Acerca de la conspiración podemos decir que es un acto previo a la realización de la rebelión o sedición, es así que el artículo 349 nos dice, “El que toma parte en una conspiración de dos o más personas para cometer delitos de rebelión, sedición o motín (…)”. Este es un delito plurisubjetivo y especial impropio que es punible, como acto previo, por su peligrosidad respecto al bien jurídico protegido. En este delito los sujetos activos son coautores anticipados porque todos realizan conjuntamente el hecho ilícito. En consecuencia, el Ministerio Publico, en el presente caso, antes de formalizar investigación preliminar, deberá demostrar indicios que sustenten la presunción de la existencia de un acuerdo de estos oficiales para perpetrar esos delitos.

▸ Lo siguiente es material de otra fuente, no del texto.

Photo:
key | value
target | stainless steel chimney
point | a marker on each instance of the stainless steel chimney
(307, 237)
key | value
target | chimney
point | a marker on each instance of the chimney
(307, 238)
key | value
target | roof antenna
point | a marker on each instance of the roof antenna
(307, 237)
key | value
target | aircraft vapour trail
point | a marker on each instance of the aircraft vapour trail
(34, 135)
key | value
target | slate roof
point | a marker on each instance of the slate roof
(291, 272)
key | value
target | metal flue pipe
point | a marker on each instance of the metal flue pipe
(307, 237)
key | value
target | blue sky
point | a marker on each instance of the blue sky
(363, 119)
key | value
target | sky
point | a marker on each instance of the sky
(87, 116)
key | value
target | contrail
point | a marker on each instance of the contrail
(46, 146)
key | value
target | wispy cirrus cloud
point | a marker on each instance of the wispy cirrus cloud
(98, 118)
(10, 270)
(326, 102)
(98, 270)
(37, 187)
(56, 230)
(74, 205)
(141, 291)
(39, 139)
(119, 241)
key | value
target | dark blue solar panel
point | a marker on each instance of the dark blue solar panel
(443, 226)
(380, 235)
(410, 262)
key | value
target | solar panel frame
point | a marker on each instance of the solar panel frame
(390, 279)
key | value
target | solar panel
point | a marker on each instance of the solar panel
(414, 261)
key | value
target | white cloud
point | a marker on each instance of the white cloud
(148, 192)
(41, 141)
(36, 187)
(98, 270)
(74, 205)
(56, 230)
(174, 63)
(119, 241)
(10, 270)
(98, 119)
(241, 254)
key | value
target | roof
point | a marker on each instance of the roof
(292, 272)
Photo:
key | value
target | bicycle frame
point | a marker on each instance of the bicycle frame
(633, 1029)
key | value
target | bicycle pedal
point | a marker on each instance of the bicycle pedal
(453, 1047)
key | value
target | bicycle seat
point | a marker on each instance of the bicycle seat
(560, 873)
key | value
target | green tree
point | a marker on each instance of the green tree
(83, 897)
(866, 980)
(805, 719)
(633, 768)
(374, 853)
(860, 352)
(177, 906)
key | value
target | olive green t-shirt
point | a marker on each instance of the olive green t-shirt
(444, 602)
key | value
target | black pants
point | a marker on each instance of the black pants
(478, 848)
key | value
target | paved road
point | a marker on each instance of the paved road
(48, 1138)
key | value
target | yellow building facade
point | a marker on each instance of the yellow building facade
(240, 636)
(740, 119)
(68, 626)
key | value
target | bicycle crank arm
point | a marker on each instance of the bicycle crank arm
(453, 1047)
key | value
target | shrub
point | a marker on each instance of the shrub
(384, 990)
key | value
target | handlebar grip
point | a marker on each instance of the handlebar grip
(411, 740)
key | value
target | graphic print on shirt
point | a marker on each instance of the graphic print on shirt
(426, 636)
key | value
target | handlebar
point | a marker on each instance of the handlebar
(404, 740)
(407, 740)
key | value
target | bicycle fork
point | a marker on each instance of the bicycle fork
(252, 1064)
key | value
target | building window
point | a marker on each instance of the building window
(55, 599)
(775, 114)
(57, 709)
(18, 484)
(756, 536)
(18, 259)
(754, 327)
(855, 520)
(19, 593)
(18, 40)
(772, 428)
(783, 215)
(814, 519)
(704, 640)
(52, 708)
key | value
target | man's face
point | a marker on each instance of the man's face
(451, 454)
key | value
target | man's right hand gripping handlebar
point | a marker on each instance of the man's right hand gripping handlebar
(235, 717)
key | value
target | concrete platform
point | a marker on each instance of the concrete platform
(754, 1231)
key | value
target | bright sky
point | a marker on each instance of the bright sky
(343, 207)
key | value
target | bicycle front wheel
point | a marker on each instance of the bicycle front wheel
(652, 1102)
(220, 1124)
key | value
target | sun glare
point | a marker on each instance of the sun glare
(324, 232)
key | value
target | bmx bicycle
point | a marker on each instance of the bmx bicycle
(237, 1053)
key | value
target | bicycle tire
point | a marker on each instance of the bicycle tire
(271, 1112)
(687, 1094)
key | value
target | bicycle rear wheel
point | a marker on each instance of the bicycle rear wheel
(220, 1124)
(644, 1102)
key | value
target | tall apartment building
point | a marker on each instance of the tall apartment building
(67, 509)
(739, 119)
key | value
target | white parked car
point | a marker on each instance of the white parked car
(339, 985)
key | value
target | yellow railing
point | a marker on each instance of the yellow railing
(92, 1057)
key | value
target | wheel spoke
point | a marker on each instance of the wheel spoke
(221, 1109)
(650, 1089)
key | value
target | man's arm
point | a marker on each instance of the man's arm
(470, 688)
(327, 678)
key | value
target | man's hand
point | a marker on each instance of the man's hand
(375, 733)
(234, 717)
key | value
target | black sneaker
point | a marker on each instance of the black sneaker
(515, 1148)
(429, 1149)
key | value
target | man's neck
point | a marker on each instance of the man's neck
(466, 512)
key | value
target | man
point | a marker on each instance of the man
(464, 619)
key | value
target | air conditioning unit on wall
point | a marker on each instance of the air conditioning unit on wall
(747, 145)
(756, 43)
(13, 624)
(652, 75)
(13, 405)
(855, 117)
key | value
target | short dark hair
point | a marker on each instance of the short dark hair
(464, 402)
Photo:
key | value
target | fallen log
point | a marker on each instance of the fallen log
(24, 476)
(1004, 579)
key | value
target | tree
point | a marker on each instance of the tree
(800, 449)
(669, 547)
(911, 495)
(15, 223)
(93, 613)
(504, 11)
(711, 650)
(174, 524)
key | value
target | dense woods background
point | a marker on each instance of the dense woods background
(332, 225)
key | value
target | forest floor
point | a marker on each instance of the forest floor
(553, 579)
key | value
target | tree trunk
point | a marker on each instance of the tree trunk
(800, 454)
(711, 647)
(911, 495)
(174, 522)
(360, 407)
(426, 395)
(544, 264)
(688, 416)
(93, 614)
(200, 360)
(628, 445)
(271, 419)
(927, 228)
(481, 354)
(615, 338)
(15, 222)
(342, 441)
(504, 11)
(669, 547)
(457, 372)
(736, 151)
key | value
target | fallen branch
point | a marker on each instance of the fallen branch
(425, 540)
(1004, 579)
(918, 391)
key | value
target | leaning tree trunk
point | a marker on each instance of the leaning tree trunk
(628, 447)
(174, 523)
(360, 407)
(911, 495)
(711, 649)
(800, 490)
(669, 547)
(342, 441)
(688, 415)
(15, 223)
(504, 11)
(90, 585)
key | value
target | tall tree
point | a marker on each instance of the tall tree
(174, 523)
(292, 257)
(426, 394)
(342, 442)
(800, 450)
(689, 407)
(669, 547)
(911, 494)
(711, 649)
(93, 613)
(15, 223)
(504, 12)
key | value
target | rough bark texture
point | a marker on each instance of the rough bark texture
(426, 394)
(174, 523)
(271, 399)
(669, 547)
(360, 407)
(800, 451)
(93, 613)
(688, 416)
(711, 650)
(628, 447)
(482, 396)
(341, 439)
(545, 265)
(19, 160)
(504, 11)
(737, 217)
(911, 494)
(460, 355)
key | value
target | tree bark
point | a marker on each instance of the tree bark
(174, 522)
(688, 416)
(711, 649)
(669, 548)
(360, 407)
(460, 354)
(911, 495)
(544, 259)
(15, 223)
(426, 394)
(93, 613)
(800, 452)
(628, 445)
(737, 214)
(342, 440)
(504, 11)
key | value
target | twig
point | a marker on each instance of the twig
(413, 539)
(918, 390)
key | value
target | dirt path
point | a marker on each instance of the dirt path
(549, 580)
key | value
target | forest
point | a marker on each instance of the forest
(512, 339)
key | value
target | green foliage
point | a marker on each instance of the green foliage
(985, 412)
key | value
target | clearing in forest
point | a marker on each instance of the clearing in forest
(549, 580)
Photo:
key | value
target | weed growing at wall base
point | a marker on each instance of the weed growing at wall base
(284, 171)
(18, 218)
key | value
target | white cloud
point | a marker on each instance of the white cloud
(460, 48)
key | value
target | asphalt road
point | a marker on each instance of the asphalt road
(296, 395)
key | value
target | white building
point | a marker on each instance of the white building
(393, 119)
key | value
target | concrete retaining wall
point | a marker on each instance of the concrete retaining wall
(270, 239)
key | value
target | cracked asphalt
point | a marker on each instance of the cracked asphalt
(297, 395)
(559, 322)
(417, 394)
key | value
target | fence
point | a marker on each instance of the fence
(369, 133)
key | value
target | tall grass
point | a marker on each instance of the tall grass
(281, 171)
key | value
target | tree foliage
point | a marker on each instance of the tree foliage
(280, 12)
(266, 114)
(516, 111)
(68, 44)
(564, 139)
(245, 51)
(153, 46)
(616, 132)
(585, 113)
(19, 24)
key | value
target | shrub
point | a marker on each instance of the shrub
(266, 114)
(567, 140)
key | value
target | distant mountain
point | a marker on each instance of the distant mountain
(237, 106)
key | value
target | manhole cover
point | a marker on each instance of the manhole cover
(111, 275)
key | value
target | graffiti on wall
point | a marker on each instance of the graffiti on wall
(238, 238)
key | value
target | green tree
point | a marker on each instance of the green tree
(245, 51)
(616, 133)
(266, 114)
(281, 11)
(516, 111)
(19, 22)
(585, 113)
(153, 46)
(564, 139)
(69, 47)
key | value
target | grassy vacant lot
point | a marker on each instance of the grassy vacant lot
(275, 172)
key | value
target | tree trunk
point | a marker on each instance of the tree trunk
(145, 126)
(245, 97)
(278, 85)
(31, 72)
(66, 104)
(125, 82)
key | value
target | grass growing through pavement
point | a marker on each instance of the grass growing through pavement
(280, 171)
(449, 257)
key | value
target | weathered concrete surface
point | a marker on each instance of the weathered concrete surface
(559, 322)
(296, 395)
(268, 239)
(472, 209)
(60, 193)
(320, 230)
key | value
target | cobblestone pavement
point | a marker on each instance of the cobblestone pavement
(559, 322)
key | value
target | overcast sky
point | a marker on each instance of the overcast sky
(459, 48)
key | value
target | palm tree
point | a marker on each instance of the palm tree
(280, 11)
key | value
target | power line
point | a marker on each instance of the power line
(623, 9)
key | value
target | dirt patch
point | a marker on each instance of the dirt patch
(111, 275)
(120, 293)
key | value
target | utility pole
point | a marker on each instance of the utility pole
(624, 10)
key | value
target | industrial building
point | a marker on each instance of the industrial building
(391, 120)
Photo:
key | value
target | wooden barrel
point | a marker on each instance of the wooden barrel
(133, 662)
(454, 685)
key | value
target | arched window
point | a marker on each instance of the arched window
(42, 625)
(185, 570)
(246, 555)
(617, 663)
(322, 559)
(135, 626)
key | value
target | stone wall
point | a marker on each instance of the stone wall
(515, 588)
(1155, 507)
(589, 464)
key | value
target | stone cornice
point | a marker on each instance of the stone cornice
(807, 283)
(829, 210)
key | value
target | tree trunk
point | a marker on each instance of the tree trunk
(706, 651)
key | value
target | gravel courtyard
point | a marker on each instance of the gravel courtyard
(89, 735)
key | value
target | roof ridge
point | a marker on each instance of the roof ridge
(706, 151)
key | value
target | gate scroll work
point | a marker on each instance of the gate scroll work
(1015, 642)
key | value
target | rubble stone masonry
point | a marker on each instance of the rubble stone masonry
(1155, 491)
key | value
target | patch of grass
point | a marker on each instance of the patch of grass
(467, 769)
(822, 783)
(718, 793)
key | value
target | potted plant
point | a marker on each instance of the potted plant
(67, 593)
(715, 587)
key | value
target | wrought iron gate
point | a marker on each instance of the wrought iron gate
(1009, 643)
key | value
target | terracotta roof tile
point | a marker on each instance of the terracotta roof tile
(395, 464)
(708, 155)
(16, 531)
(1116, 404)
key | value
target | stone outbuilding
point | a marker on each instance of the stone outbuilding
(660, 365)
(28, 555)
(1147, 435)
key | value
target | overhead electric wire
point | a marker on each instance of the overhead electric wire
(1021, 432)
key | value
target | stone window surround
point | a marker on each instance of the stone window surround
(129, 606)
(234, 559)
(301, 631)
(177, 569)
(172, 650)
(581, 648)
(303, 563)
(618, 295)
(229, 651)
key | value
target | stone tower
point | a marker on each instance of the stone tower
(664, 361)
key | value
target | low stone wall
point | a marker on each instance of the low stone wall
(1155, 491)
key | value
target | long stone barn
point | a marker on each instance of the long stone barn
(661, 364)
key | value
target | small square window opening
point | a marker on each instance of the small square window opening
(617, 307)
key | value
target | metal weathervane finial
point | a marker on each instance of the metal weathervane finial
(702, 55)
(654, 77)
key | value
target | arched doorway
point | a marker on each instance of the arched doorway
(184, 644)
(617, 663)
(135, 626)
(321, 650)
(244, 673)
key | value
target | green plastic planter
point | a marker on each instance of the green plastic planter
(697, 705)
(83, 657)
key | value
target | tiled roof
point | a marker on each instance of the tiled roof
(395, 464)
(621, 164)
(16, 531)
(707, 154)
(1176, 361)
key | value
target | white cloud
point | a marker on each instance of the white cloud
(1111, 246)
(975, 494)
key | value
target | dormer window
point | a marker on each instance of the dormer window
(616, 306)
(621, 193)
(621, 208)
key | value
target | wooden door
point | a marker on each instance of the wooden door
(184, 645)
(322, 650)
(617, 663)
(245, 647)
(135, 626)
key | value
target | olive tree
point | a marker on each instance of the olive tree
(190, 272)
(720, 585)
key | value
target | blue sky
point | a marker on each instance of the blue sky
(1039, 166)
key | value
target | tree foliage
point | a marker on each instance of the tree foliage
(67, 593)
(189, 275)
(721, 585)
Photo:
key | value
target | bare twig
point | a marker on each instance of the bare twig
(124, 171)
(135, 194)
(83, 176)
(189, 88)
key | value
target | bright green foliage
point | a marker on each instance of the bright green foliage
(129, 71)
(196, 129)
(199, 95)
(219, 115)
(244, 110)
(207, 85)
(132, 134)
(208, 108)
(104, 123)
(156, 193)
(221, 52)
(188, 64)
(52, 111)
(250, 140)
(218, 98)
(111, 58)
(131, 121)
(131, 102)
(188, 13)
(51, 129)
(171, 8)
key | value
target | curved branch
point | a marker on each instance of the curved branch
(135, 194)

Concluimos, después de analizar los elementos que la norma y jurisprudencia (nacional e internacional) requiere que un hecho cumpla con el primer elemento de la antijurícidad que es la tipicidad, diciendo que la conducta de estos oficiales no calza dentro de los delitos de rebelión y sedición. Asimismo, respecto a la conspiración creemos que de no existir ningún indicio que demuestre se estaba planeando un delito político poco o nada podrá hacer una carta suscrita por militares en retiro sin poder efectivo. En consecuencia, todo pareciera indicar que el Presidente encargo, con esta denuncia, pretende utilizar la legalidad para disfrazar la censura contra militares que en ejercicio de su libertad de expresión públicamente expresaron su preocupación ante el escenario político actual.